Frank Pieke, University Lecturer in the Modern Politics and Society of China and Fellow of St Cross College
| Introduction | People | Projects | Statistics |
Frank Pieke (Amsterdam 1957) is University Lecturer in the Modern
Politics and Society of China at the University of Oxford and Fellow of
St Cross College. He is the Director of the University’s Institute for
Chinese Studies and China Centre. In 2006, he was awarded a £5 million
grant from HEFCE, ESRC and AHRC for the new British Inter-university
China Centre, of which he is the director. In 2002, he was
co-grantholder of the £3.5 million ESRC Centre on Migration, Policy and
Society (COMPAS), where between 2003 and 2006 he was adjunct director
and head of the research programme on sending contexts of migration.

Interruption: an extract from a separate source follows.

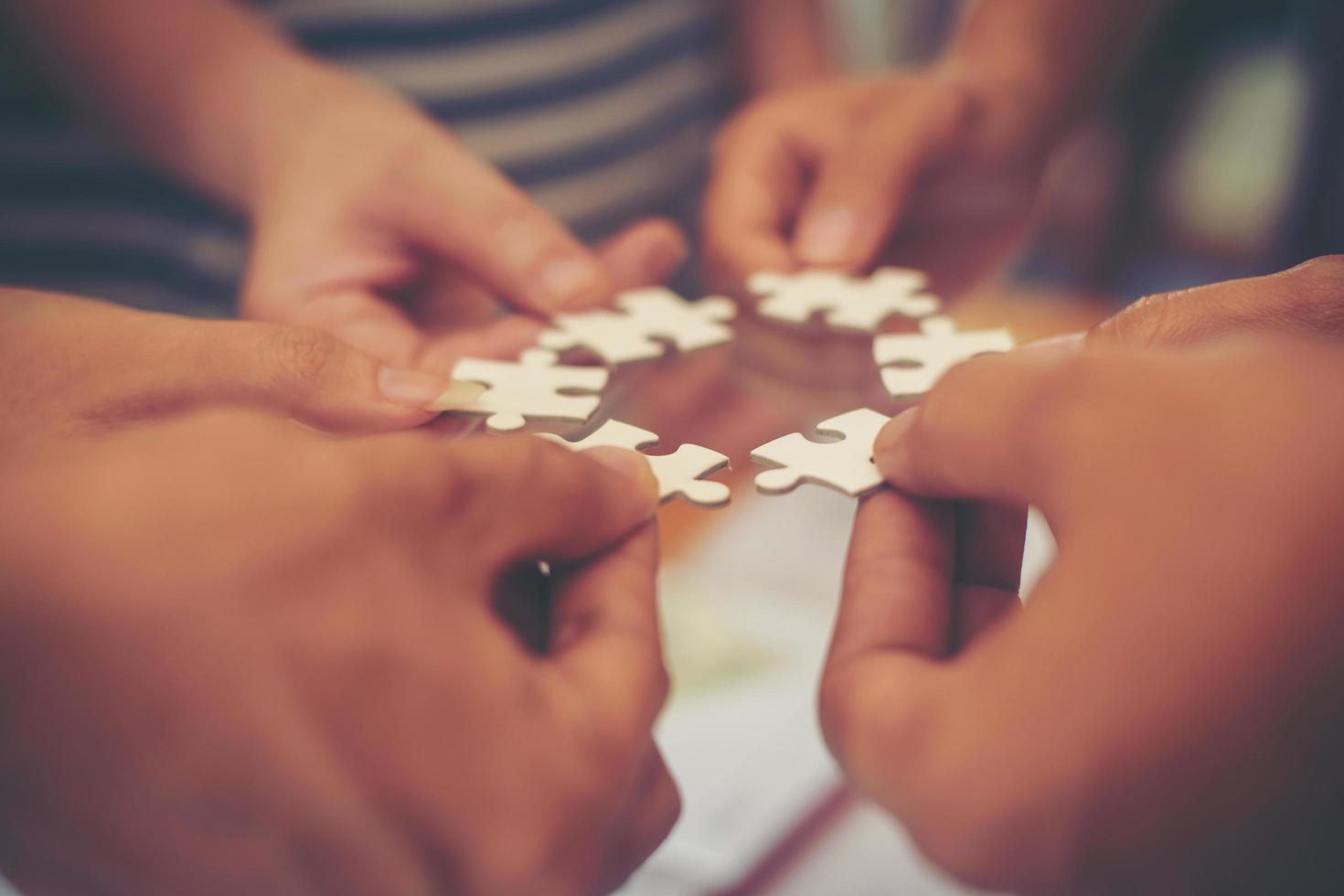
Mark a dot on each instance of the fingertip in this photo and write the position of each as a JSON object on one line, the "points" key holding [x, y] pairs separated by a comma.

Before moving to Oxford in 1995, Pieke was University Lecturer at the Sinological Institute of the University of Leiden. He took his first degrees in cultural anthropology at the University of Amsterdam (B.A. 1979 and M.A. 1982), then spent a year in Beijing studying Chinese language and history (1983), before taking his Ph.D. in cultural anthropology at the University of California, Berkeley (1992). His current research interests are the administrative and political reform in China and migration to, from and within China. His general anthropological interests revolve around the issues of social action, agency and personhood.
Current Projects:
- A monograph on cadre training and party schools in China. The book has the provisional title Market Leninism: Cadre Training, Party Schools and the Chinese Communist Party.
- The nature and implication of illegal immigration to the UK. Pieke's research shows how Chinese migrant strategies do much more than simply evade the government’s immigration policies.